From Colin Lynch of Bar Mezzana:
Perfect for a cocktail party; when it’s cold out this Italian fondue will warm you right up. If you want to make this a meal, add some cubed grilled tenderloin steak for dipping, as well. You can also toast the sourdough, or just use it at room temperature.
Fondue pot and burner set
2 cups shredded Gruyère cheese
2 cups shredded Comté cheese
2 tablespoons cornstarch
¾ cup dry white wine
¼ cup whole milk
1 small clove garlic, very thinly sliced
1 tablespoon truffle paste (you can use a little truffle oil if you can’t find the paste or skip it all together)
1½ teaspoons kosher salt
Freshly ground black pepper, to taste
Sliced apples, for serving
Sourdough bread, cut into bite-sized cubes, for serving
In a mixing bowl, toss the Gruyère and Comté cheeses with the cornstarch to combine.
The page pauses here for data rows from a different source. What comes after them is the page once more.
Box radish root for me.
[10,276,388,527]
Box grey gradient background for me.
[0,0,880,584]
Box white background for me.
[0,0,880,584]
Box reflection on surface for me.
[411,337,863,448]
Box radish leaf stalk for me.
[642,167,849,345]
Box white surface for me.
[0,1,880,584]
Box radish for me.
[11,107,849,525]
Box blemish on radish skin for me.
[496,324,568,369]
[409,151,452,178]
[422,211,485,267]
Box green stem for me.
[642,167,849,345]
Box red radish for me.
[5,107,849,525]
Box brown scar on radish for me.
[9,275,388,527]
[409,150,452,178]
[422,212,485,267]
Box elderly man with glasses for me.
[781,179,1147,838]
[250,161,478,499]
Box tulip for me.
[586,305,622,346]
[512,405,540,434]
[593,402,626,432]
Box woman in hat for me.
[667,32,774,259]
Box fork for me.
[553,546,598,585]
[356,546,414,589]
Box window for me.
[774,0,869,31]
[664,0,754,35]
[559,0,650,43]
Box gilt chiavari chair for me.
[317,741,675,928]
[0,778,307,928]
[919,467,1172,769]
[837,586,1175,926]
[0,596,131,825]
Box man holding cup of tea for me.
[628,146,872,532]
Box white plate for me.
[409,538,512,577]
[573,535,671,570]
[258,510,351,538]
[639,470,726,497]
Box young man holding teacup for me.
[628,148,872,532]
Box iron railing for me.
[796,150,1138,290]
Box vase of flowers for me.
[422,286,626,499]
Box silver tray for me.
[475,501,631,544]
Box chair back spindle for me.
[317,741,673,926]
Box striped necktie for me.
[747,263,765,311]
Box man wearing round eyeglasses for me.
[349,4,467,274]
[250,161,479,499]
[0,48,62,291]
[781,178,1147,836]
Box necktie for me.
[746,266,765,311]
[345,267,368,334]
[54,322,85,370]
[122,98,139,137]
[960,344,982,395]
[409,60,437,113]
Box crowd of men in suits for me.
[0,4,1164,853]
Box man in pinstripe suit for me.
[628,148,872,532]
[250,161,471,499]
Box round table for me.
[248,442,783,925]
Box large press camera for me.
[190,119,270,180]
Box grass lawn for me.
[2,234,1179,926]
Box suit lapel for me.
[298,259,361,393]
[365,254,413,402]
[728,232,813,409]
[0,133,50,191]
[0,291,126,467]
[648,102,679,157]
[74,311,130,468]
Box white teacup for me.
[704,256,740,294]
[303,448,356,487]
In a medium size saucepan, combine the wine, milk, and garlic; bring to a simmer over medium heat. Reduce heat to low, and sprinkle in the cheese a handful at a time, whisking until melted. Stir in the truffle paste, salt, and pepper until combined.
Transfer the melted cheese mixture to a fondue pot, and keep warm over a lit fondue burner. Serve the fonduta with sliced apples and sourdough cubes for dipping.
You can use any Alpine cheese for this recipe. If you want something a little funkier, substitute the Comté for some Gorgonzola Dolce, and serve with some slices of salami and fresh figs.